First eggs and an exciting twist
In late February, the Peregrine Fund said birds in the wild Arizona-Utah flock have begun laying eggs. Last year, four young condors hatched in the Arizona-Utah population, the most ever in one season, and biologists are hopeful for similar results this year. Eddie Feltes, field manager for the Fund’s condor project, said there’s an exciting new twist with this year’s breeding birds.
“Two individuals among the observed active breeding pairs are wild-hatched condors, and with any luck, the Arizona-Utah population might have its first second-generation wild bird,” he said. “A wild-hatched condor producing wild-hatched young — we have our fingers crossed!”
Captive condors at the World Center for Birds of Prey in Idaho have also been laying eggs this year. Biologists expect the flock to produce up to 20 young birds this season.

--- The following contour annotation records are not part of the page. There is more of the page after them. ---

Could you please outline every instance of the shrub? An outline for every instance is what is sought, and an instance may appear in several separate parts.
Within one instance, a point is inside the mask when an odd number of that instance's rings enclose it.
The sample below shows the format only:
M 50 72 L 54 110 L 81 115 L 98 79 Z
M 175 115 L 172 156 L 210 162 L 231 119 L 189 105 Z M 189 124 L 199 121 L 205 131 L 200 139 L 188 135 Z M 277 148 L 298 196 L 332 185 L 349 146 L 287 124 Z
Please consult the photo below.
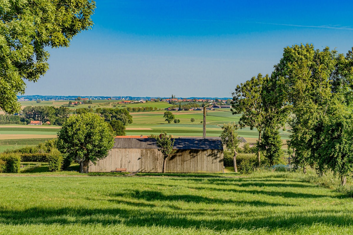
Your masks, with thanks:
M 249 158 L 243 159 L 238 166 L 239 172 L 241 174 L 250 174 L 254 171 L 253 164 L 251 164 Z
M 238 170 L 241 174 L 249 174 L 257 165 L 257 156 L 253 153 L 239 153 L 237 156 Z
M 234 154 L 231 150 L 224 150 L 224 157 L 223 159 L 223 165 L 225 166 L 234 166 L 233 156 Z
M 349 197 L 353 197 L 353 186 L 342 186 L 340 185 L 336 190 L 336 191 L 339 193 L 347 195 Z
M 6 162 L 0 159 L 0 173 L 5 172 L 6 170 Z
M 225 166 L 234 166 L 233 156 L 231 150 L 224 150 L 223 164 Z M 250 153 L 238 153 L 237 156 L 237 165 L 238 171 L 241 174 L 249 174 L 253 171 L 257 164 L 256 154 Z
M 49 171 L 60 171 L 62 165 L 62 155 L 55 148 L 52 149 L 48 156 L 48 166 Z
M 23 162 L 43 162 L 47 161 L 49 154 L 43 153 L 23 153 L 19 154 L 21 156 L 21 161 Z
M 21 157 L 17 153 L 0 154 L 0 160 L 5 162 L 6 167 L 4 172 L 6 173 L 18 173 L 20 171 Z
M 292 167 L 290 165 L 285 165 L 283 164 L 274 165 L 271 167 L 273 171 L 279 172 L 290 171 L 292 169 Z

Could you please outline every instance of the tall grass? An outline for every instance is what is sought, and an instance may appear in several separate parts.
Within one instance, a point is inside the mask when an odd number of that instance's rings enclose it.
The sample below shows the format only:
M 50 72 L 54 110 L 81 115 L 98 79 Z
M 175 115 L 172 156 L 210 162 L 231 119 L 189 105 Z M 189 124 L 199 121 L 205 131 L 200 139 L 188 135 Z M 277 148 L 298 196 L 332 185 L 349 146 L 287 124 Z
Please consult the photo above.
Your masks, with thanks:
M 0 234 L 353 233 L 352 199 L 300 174 L 0 177 Z

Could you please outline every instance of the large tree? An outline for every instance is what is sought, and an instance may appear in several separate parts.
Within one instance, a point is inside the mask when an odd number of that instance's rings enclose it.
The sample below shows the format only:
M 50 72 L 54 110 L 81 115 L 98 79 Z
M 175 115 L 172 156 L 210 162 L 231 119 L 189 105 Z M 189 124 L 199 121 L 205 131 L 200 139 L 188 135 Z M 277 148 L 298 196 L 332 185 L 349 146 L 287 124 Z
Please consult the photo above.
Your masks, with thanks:
M 114 143 L 108 124 L 95 113 L 69 117 L 58 134 L 58 149 L 69 161 L 80 162 L 80 172 L 88 172 L 90 161 L 95 164 L 105 158 Z
M 175 118 L 174 115 L 170 111 L 165 112 L 163 117 L 166 119 L 166 120 L 167 121 L 168 123 L 170 123 Z
M 91 28 L 92 0 L 19 0 L 0 2 L 0 108 L 20 110 L 17 95 L 25 81 L 36 82 L 49 68 L 45 48 L 69 46 Z
M 281 84 L 280 92 L 290 107 L 292 135 L 289 144 L 295 150 L 294 161 L 303 166 L 317 164 L 322 156 L 324 128 L 333 93 L 332 76 L 337 65 L 337 54 L 328 47 L 315 50 L 312 45 L 294 45 L 285 48 L 283 57 L 275 66 L 273 78 Z
M 315 166 L 319 175 L 331 169 L 341 177 L 353 169 L 351 115 L 353 110 L 353 53 L 345 56 L 328 47 L 312 45 L 285 48 L 273 76 L 291 107 L 289 144 L 294 160 Z
M 222 126 L 223 130 L 221 134 L 221 139 L 222 143 L 225 145 L 227 148 L 231 150 L 234 153 L 233 156 L 233 163 L 234 164 L 234 171 L 238 172 L 237 167 L 237 155 L 238 149 L 239 148 L 239 138 L 238 138 L 237 130 L 238 129 L 238 125 L 235 123 L 229 123 L 224 124 Z
M 235 92 L 232 94 L 231 111 L 233 114 L 241 114 L 239 121 L 240 128 L 249 126 L 251 130 L 254 128 L 257 130 L 259 134 L 258 145 L 261 144 L 261 134 L 266 123 L 266 113 L 263 102 L 263 89 L 266 79 L 268 75 L 262 76 L 259 74 L 257 77 L 253 77 L 251 79 L 244 84 L 238 85 Z M 260 151 L 258 152 L 257 160 L 259 166 L 261 162 Z

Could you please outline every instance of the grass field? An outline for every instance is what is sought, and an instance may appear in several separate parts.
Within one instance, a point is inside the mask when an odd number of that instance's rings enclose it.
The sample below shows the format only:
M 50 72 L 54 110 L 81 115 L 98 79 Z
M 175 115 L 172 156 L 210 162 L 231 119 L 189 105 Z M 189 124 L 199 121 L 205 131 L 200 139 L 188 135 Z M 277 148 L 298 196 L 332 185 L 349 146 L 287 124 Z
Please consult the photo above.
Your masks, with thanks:
M 47 175 L 0 174 L 0 234 L 353 233 L 353 199 L 298 173 Z

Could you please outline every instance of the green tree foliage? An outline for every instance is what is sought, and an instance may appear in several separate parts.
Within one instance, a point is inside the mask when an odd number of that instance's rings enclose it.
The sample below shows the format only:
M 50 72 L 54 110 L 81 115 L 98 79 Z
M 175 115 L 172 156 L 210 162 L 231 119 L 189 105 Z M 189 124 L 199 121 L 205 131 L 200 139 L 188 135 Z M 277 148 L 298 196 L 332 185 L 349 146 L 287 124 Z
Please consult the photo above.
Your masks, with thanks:
M 109 123 L 113 120 L 119 120 L 124 126 L 132 123 L 132 117 L 126 109 L 98 108 L 96 112 L 103 117 L 104 120 Z
M 108 123 L 96 114 L 69 117 L 58 133 L 57 146 L 69 161 L 80 161 L 80 172 L 88 172 L 88 164 L 107 156 L 114 142 Z
M 165 120 L 167 121 L 168 123 L 170 123 L 175 118 L 174 115 L 170 111 L 164 112 L 163 117 L 166 119 Z
M 351 110 L 339 111 L 330 117 L 325 125 L 322 146 L 318 149 L 322 157 L 318 164 L 322 167 L 328 166 L 339 175 L 344 185 L 347 177 L 353 172 L 353 117 Z
M 261 150 L 266 147 L 262 144 L 263 139 L 264 137 L 270 139 L 265 142 L 273 146 L 274 140 L 279 138 L 278 130 L 284 125 L 289 111 L 287 107 L 283 107 L 285 100 L 281 93 L 279 92 L 281 84 L 276 78 L 273 75 L 270 77 L 268 75 L 263 77 L 259 74 L 257 77 L 253 77 L 244 84 L 237 86 L 235 92 L 232 93 L 231 110 L 233 114 L 242 115 L 239 121 L 240 128 L 247 126 L 251 130 L 256 128 L 258 132 L 257 145 L 259 166 Z M 270 131 L 270 129 L 268 129 L 266 134 L 263 136 L 266 127 L 274 130 Z M 267 148 L 269 147 L 267 146 Z M 282 154 L 278 153 L 280 155 Z
M 17 95 L 25 81 L 36 81 L 49 68 L 46 47 L 67 47 L 93 24 L 91 0 L 2 1 L 0 2 L 0 108 L 20 110 Z
M 227 149 L 230 149 L 234 153 L 233 162 L 234 171 L 237 172 L 238 170 L 237 167 L 237 155 L 239 148 L 239 142 L 238 133 L 237 132 L 238 129 L 238 125 L 234 123 L 229 123 L 223 124 L 222 128 L 223 130 L 221 134 L 220 137 L 222 140 L 222 143 L 226 146 Z
M 174 140 L 172 139 L 172 136 L 167 135 L 166 132 L 164 132 L 159 136 L 151 135 L 148 138 L 156 139 L 157 146 L 158 147 L 158 151 L 160 151 L 163 155 L 163 166 L 162 172 L 166 172 L 166 162 L 167 159 L 172 154 L 175 152 L 176 150 L 173 149 L 174 146 Z
M 285 49 L 273 74 L 293 114 L 289 144 L 295 163 L 313 164 L 319 175 L 331 169 L 342 184 L 352 171 L 347 139 L 351 133 L 352 54 L 294 45 Z
M 265 156 L 271 166 L 278 164 L 283 156 L 282 141 L 278 129 L 270 125 L 264 130 L 260 149 L 265 153 Z
M 116 135 L 126 135 L 125 126 L 122 122 L 119 120 L 113 120 L 110 122 L 110 124 Z

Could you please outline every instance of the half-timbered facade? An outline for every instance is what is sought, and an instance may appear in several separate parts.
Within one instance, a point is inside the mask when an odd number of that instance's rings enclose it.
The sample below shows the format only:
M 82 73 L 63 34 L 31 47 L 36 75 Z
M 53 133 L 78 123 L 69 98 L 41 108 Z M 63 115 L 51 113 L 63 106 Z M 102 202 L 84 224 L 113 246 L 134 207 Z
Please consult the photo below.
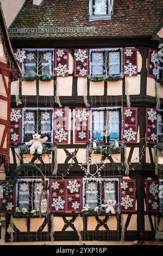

Here are 10 more things you may not know about North America’s most-wanted bird:
One
If species were named based on their fossil histories, we’d almost certainly refer to this bird as American Condor. Its bones have turned up not only in California but also in Arizona, Nevada, New Mexico, Texas, Oregon, and Florida and near Buffalo, New York.
Two
For tens of thousands of years, it fed on the carcasses of mammoths, American lions, and other giant mammals that are all now extinct.
Three
The extinction of much of its prey and the influence of early Native Americans, who used condor feathers for ceremonial clothing, likely restricted the condor’s range to the West: around 1800, it occurred from southern British Columbia to Baja California.
Four
Beached marine mammals such as whales and sea lions provided a steady source of food into the 19th century.
Five
The mid-1800s California Gold Rush inadvertently led to the condor’s near extinction. As people poured into the state, they shot deer, elk, and antelope using lead ammunition, and unrecovered carcasses and gut piles became food for scavenging birds. Hundreds of condors likely died from lead poisoning after consuming bullet fragments.
Six
Even more died after eating the carcasses of coyotes, cougars, and other animals that had been deliberately poisoned to prevent them from taking livestock.
Seven
Lead poisoning was the likely cause of the great bird’s decline to 22 individuals in 1982. And since 1992, when wildlife officials began releasing condors back into the wild, lead poisoning has continued to be a primary reason for the bird’s limited recovery. A 2012 study attributed two-thirds of adult condor deaths to lead poisoning.
Eight
In 2007, the state of California tried to help by banning the use of lead shot within the condor’s range, but in 2012 researchers found that the ban has had no measurable effect on lead levels in condors. Lead poisoning in condors, they concluded, is of “epidemic proportions.”
Nine
The condor recovery team is considering releasing birds in Oregon — part of their historic range.
Ten
The results of a recent study may give the team pause. The authors found that the blubber of beached sea lions, harbor seals, and other marine mammals — potential condor food — contains high levels of PCBs and the pesticide DDE.
About California Condor
Description
Nine-foot wingspan. Mostly black body feathers with white wing linings. Unfeathered head is gray until age 5 or 6, when it turns pinkish orange. Nearly all condors wear numbered wing tags. (ABA Code 6)
Range
Central and southern California, Grand Canyon, southern Utah, Baja California.
Population
As of December 31, 2013 (PDF). Wild: 230 (76 in Arizona and Utah, 125 in California, 29 in Baja California). Captive (including birds temporarily in captivity): 182. Total: 412. Endangered. Population count updated regularly by the Peregrine Fund.